The total observed biomass within the FCR system is typically 16,000 milligrams per litre, three to four times that of conventional systems.


The FCR can be housed within a greenhouse or shading structure, resulting in a wastewater treatment plant resembling a garden or greenhouse facility, with low odour emissions and an aesthetically pleasing look. Due to this unique feature, in some installations, buffer zones around the treatment plant have been reduced from 350 m to 50 m, freeing up additional land for development and providing a net positive attitude from local communities.

Bio-film technology provides several advantages around footprints, biomass inventory, capital, and operational cost savings.

The natural plants do not treat the wastewater but provide nutrients, organic acids, and enzymes, creating a diverse biology within the plant roots and IFAS modules. A denser biofilm is produced compared to other IFAS systems or MBBR processes.
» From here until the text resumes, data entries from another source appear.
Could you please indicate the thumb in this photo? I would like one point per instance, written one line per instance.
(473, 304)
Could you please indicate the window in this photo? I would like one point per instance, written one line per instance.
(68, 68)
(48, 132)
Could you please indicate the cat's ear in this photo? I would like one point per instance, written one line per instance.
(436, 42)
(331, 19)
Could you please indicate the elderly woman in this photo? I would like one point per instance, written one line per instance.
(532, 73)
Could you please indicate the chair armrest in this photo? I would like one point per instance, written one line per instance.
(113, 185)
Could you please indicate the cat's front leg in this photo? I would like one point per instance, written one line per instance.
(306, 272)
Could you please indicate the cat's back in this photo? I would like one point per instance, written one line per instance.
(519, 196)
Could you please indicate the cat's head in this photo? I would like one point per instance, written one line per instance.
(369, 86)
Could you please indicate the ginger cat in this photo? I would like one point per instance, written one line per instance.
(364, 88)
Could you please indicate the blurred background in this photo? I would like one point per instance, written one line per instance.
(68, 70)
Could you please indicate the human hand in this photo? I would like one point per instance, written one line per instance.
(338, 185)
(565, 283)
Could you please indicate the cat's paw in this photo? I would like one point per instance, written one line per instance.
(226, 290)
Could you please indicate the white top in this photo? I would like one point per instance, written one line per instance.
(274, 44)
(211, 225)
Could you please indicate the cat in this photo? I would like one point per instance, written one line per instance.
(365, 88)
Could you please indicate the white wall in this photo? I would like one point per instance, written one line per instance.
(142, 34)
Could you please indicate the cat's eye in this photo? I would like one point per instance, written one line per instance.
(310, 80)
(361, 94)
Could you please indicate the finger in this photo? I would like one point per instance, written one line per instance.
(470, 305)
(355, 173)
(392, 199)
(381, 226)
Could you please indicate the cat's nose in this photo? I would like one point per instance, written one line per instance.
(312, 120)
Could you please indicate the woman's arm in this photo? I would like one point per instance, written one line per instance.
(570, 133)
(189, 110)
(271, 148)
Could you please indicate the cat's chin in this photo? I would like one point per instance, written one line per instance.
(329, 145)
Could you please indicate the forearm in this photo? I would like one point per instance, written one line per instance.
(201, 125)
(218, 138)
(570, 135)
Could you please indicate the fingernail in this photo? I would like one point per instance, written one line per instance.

A reduced footprint can be achieved with an observed total biomass concentration three times that of conventional systems. Savings in energy demand and sludge disposal are two other benefits of the process, particularly over MBR-based systems with similar space-saving features. Full-scale installations as large as 80 MLD have demonstrated the technology’s application within the municipal and industrial wastewater field.

The aesthetically pleasing look of the Organica FCR has changed the local community’s attitude towards wastewater treatment. It has provided a place for communities to interact positively with the process.

As rapid urban growth continues in many cities worldwide, this technology has demonstrated its use as a decentralised facility that can be constructed in the middle of a dense urban landscape. It can relieve the load on existing sewer systems and enable water reclamation in these environments.

Hydroflux Epco is the exclusive ANZ-Pacific representative for Organica Water’s Food Chain Reactor process.